A coalition of communists, socialists, labor unions and other progressive groups will be uniting to demand a “tax the rich, fund public education, cap the rent and more” budget at the state Capitol, May 17.
“Equity Can’t Wait: Rally for a Moral Budget” is hosted by Recovery For All (RFA), which represents a coalition of labor, community and faith organizations aimed at eliminating “systemic inequalities and rebuild[ing] a better Connecticut.” Organizations part of the coalition, like the CT AFL-CIO, are also pushing the event.
Thousands are anticipated to participate in the all-day event that will lobby for funding equitable, social justice causes and predictive scheduling — which would require certain employers to provide advanced notice to certain employees of such employees’ work schedule.
The RFA has criticized Gov. Ned Lamont’s current proposal for not tapping into the state’s $3.3 billion rainy-day fund, falling short of “meeting the extreme post-pandemic needs” in an email invitation to supporters.
“We demand dramatic investment in the programs and services our communities desperately need to survive and flourish,” RFA states on its website. “Our legislation would provide immediate relief to struggling working families and generate billions of dollars in shared resources by requiring the wealthiest among us to contribute more to the common good of all.”
As part of the ‘moral budget,’ RFA’s equity agenda includes fully and equitably funding pre K-12 public schools, teachers, paraeducators; public colleges and universities; investing in long-term care and childcare; expanding Husky to all residents regardless of immigration status; restoring and expanding the public sector safety net and worker protections like paid sick leave, the minimum wage, and predictive scheduling.
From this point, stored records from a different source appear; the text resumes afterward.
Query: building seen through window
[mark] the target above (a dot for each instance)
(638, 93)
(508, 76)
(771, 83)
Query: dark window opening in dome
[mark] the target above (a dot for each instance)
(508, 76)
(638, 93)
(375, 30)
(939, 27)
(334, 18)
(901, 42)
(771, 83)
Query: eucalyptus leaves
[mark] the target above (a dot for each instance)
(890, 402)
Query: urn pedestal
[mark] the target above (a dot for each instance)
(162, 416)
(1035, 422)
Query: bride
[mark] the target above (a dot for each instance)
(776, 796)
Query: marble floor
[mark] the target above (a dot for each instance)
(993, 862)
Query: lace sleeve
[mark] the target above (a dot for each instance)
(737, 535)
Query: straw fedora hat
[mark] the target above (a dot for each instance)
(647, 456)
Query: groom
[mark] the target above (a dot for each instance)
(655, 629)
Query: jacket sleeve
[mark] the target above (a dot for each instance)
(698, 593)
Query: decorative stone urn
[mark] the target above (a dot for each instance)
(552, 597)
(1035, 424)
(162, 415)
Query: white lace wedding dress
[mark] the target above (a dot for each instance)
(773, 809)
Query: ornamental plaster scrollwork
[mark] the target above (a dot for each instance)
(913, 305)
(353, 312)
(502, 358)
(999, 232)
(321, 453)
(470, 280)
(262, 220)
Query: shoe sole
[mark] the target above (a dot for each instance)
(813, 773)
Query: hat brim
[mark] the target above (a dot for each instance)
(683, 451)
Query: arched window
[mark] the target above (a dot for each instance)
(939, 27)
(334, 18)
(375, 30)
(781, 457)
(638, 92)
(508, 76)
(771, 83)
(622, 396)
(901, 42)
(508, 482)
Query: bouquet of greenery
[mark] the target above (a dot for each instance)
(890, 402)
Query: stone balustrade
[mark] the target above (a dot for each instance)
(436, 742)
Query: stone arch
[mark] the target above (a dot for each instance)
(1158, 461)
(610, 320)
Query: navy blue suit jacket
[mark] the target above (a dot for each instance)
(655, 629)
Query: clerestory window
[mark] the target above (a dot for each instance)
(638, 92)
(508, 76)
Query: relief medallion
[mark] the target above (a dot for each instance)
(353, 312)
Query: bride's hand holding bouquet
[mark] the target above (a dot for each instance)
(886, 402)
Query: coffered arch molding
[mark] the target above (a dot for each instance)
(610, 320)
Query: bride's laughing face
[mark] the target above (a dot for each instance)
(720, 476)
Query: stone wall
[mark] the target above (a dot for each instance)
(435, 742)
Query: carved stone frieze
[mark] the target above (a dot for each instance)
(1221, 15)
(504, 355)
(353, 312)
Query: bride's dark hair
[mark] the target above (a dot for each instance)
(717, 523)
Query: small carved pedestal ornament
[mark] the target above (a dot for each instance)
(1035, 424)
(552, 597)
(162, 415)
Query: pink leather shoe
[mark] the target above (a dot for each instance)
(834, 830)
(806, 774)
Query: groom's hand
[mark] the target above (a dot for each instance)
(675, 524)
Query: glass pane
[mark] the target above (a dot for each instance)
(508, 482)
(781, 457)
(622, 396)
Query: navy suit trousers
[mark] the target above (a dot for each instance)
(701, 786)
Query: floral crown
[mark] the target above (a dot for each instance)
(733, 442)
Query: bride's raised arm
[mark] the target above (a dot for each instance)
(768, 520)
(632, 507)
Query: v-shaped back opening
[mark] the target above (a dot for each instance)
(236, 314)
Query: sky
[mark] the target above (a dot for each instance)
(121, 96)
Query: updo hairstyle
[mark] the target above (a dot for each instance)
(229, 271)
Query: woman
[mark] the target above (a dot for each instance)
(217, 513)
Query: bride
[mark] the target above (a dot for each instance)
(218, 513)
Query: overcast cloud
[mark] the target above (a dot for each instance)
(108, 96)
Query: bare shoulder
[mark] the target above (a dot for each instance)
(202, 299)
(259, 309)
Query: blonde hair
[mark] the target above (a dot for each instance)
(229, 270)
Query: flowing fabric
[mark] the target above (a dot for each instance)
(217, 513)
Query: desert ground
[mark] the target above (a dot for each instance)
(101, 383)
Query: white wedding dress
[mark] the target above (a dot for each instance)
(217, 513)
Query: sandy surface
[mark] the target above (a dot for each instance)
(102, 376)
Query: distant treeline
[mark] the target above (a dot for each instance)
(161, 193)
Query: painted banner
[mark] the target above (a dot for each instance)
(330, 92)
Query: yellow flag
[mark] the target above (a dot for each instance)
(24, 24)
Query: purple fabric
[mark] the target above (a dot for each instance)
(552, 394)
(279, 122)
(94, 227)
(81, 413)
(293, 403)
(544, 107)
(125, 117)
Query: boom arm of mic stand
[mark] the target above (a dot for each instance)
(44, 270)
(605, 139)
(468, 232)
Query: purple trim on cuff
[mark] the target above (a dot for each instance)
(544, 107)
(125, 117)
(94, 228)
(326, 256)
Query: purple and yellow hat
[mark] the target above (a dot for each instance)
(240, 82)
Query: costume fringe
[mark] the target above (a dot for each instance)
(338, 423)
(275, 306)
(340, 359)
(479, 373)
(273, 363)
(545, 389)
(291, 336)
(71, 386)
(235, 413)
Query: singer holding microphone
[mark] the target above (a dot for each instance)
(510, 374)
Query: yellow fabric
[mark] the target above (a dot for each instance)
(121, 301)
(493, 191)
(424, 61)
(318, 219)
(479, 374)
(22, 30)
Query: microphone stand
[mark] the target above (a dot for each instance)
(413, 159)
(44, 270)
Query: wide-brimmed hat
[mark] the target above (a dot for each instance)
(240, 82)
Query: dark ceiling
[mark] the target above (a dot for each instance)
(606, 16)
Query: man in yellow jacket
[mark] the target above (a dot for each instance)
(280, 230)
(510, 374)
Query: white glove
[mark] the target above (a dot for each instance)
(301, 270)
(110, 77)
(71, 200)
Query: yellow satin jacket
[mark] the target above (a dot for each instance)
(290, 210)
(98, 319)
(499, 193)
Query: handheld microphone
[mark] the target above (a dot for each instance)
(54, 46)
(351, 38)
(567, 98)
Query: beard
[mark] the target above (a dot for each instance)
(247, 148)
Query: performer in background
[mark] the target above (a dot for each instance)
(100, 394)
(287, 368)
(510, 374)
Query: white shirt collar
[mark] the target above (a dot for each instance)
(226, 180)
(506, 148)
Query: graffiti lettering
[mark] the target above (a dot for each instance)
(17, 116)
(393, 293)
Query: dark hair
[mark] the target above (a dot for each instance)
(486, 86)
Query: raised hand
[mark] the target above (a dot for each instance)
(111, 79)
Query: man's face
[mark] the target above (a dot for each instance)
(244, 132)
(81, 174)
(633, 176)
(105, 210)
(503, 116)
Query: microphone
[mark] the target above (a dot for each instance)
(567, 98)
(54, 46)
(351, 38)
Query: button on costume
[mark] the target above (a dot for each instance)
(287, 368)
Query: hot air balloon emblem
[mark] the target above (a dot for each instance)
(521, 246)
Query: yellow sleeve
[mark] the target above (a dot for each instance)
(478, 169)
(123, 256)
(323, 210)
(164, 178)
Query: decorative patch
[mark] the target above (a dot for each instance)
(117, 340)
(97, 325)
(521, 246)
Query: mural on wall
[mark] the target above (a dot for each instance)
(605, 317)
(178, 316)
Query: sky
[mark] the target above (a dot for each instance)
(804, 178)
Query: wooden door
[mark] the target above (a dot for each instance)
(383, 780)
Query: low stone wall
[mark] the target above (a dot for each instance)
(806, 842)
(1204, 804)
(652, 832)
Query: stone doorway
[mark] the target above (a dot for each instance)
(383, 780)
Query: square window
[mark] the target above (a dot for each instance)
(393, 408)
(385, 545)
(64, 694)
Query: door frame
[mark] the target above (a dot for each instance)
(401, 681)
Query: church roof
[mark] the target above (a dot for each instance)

How much will this budget cost and impact Connecticut families and businesses? Those numbers are harder to come by — or at least RFA offers no figures on its website. But in a March 2022 policy report (that predominantly criticizes Yankee Institute’s free market principles), RFA’s ‘alternative’ route to a viable Connecticut returns to the same old, tired progressive playbook: tax the rich.
Yet between 2012 and 2018, Connecticut suffered an exodus of high earners at a rate that trailed only Washington, D.C., according to a 2021 Pioneer Institute study. Likewise, corporations have migrated their headquarters out of state, most recently the LEGO Group shipping its U.S. base to Boston. Meanwhile, Connecticut consistently ranks poorly in every tax category — individual, corporate, sales, property and unemployment insurance — in the Tax Foundation’s ‘2023 State Business Tax Climate Index.’ Overall, the state finished 47th in the study.
The evidence suggests that taxing the wealthy and businesses will likely inspire more people to flee for greener pastures — and further drain resources from those who cannot leave (i.e. the very people RFA claims it wants to help).
One cost associated with the RFA’s advocacy is the predictive scheduling bill. According to the bill’s fiscal note, the Department of Labor would be required to hire a wage enforcement agent that will cost $74,883 in FY24 and $99,407 in FY25; the bill will also impact the State Comptroller-Fringe Benefits account by $28,639 in FY24 and $39,140 in FY25.
Opponents of the legislation argue predictive scheduling is “impractical” governmental interventionism, subjecting small businesses — already struggling to survive post-pandemic — to penalties and even civil action.
“It is important for lawmakers to keep in mind that for small and mid-sized businesses,” testified Andy Markowski, state director of the National Federation of Independent Business (NFIB), “where staffing needs sometimes depends on varying customer demand or other factors outside of the businesses’ control, this proposal could have the effect of taking away autonomy and flexibility to staff and schedule as appropriate to meet fluctuating (or even certain emergency/unanticipated) staffing needs.”
In short, RFA’s ‘moral’ budget is expansive in terms of aspirations, but, when the bill comes due, it has no other recourse than shouting the uninspired ‘tax the rich’ mantra. A truly moral budget would be to let Connecticut’s citizens keep more of what they earn — instead of paying exorbitant taxes — and encourage more businesses to grow and stay here so people can obtain a job to help their families and loved ones.